In person worship with rules for social distancing means that everything feels a bit strange. To begin with, each group is on the small side (5-20 people) and all of us are wearing masks at all times while also maintaining six feet of distance from one another. Singing is not allowed - meaning praise and worship is off limits. It is my experience that it is impossible to preach with a mask on. It is hard to breath and it is awkward to communicate effectively. Celebrating Communion is definitely not permitted. Adapting to this new context became a necessity. I quickly realized trying to have a traditional worship service just highlighted how much loss we were all experiencing.
In light of all this we have created a new rhythm to each worship service.

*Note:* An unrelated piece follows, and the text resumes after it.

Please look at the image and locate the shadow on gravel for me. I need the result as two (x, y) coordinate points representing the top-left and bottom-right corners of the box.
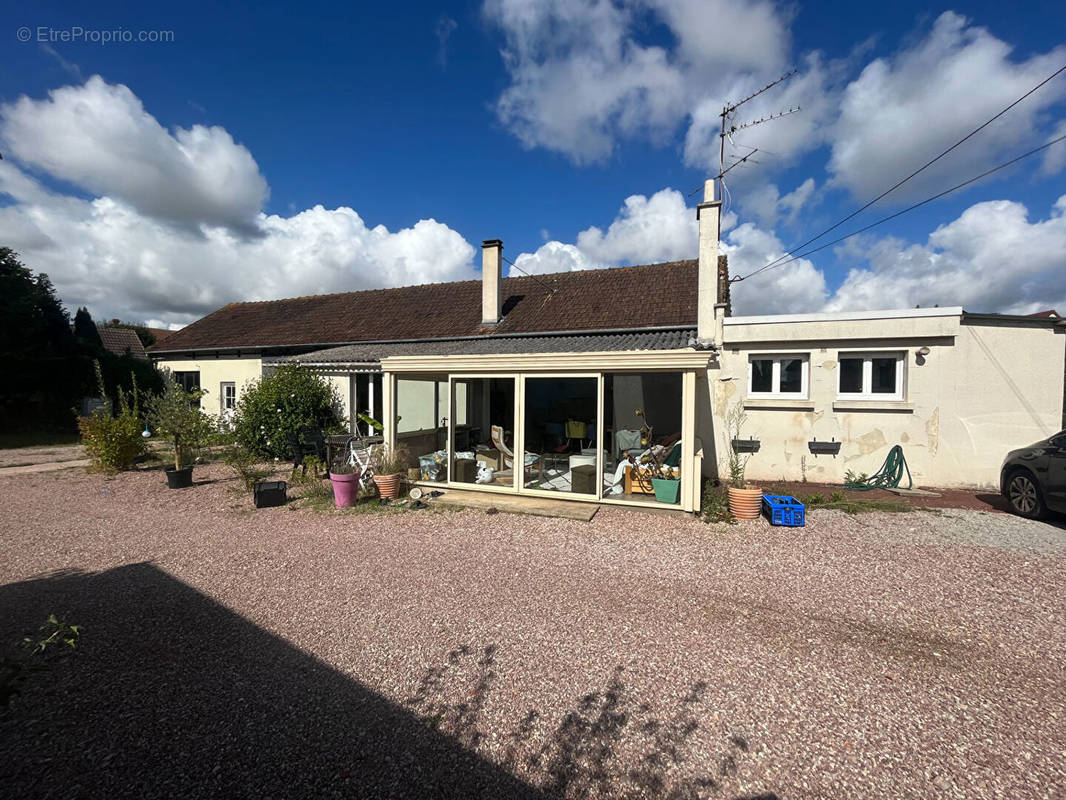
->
(0, 563), (544, 798)
(406, 645), (779, 800)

The first 20 minutes of the service I tell them this is their time to choose an activity that helps them feel close to God. They can choose from options of: water color, coloring a mandala, meditating, reading their bible, using a finger labyrinth, and writing. I play worshipful music in the background and together we allow our souls a moment to breathe. Then we come together and for a time of prayer and I am intentional to make sure to leave as much room as needed for every prayer request to be lifted up. The remainder of our time is spent doing a Bible Study. We are currently working through a study by The Bible Project on Spiritual Beings. This Bible Study has led to some really fun and enlightening discussions.

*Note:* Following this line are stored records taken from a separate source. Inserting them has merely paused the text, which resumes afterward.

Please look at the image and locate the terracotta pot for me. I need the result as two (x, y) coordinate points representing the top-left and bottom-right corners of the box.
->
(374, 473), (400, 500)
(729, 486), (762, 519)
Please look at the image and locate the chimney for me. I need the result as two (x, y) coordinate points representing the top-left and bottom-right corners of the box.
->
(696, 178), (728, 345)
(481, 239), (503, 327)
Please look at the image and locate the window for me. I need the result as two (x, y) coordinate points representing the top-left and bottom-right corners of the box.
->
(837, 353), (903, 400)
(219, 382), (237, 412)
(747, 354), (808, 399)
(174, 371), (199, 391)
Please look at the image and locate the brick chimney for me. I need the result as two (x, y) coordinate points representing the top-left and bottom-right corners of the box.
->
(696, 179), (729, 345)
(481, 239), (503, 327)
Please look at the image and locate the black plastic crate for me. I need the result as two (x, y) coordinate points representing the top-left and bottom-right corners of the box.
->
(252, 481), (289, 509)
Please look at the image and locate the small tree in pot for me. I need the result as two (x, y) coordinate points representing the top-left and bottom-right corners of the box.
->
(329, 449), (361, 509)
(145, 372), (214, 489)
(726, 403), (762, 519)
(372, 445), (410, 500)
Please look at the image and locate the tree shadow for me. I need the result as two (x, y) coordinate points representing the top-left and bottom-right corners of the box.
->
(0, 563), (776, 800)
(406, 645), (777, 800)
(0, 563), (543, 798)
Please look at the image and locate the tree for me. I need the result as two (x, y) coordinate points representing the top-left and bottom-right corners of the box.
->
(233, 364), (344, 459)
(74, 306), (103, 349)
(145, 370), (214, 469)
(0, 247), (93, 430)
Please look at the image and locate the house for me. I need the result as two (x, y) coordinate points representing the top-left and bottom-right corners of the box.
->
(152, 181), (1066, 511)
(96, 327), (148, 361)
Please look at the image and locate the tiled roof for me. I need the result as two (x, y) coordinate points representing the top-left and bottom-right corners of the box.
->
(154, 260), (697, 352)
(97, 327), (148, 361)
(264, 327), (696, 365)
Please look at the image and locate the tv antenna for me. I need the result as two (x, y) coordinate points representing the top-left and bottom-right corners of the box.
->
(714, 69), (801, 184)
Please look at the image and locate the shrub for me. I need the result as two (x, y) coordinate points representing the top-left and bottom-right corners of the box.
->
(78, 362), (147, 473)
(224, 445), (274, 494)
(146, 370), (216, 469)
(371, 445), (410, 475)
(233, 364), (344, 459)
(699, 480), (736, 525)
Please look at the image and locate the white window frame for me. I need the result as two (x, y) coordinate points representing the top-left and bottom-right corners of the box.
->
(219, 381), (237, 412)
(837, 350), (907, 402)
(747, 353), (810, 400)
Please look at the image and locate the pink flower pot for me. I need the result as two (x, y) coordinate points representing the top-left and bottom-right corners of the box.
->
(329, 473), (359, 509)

I have appreciated all the people who have reached out inquiring of HCC during this time and asking what people can do to support all the members of Hagar’s Community Church. What I have learned from this crisis is that I am not the one in control of tomorrow- that job is solely in the hands of our Creator- but I have also learned that prayer is powerful, and necessary. I would kindly ask that you continue to keep Hagar’s Community Church in your prayers and all of the women incarcerated at the WCCW. Pray that the WCCW continues to have no Covid-19 cases and that the women remain safe and healthy. Please pray for their continued perseverance through this health crisis. Their lives have been disrupted and inconvenienced in ways that are hard for those of us on the outside to understand. Imagine if the only time you were not wearing a mask was when you were in bed- and this rule was being enforced by law enforcement living in your home.
I also invite you to join our weekly virtual prayer vigil, ever Saturday at 5:00pm- during these meetings I give updates and often opportunities arrives for folks to do different activities to support HCC. Here is the Zoom link to join: https://us02web.zoom.us/j/263752381
Over the past several months a song I remember singing in church as a child has been the song in my heart- Tis So Sweet To Trust In Jesus. The simple words of this song capture what I have been learning about myself throughout this odd and strange time in world history. I have been learning that my role is to place my hope and trust in Jesus and keep walking forward doing the best with what I have and lean on the promise that God will meet me in the midst of it all.
Jesus, Jesus, how I trust Him! How I've proved Him o'er and o'er Jesus, Jesus, precious Jesus! Oh, for grace to trust Him more!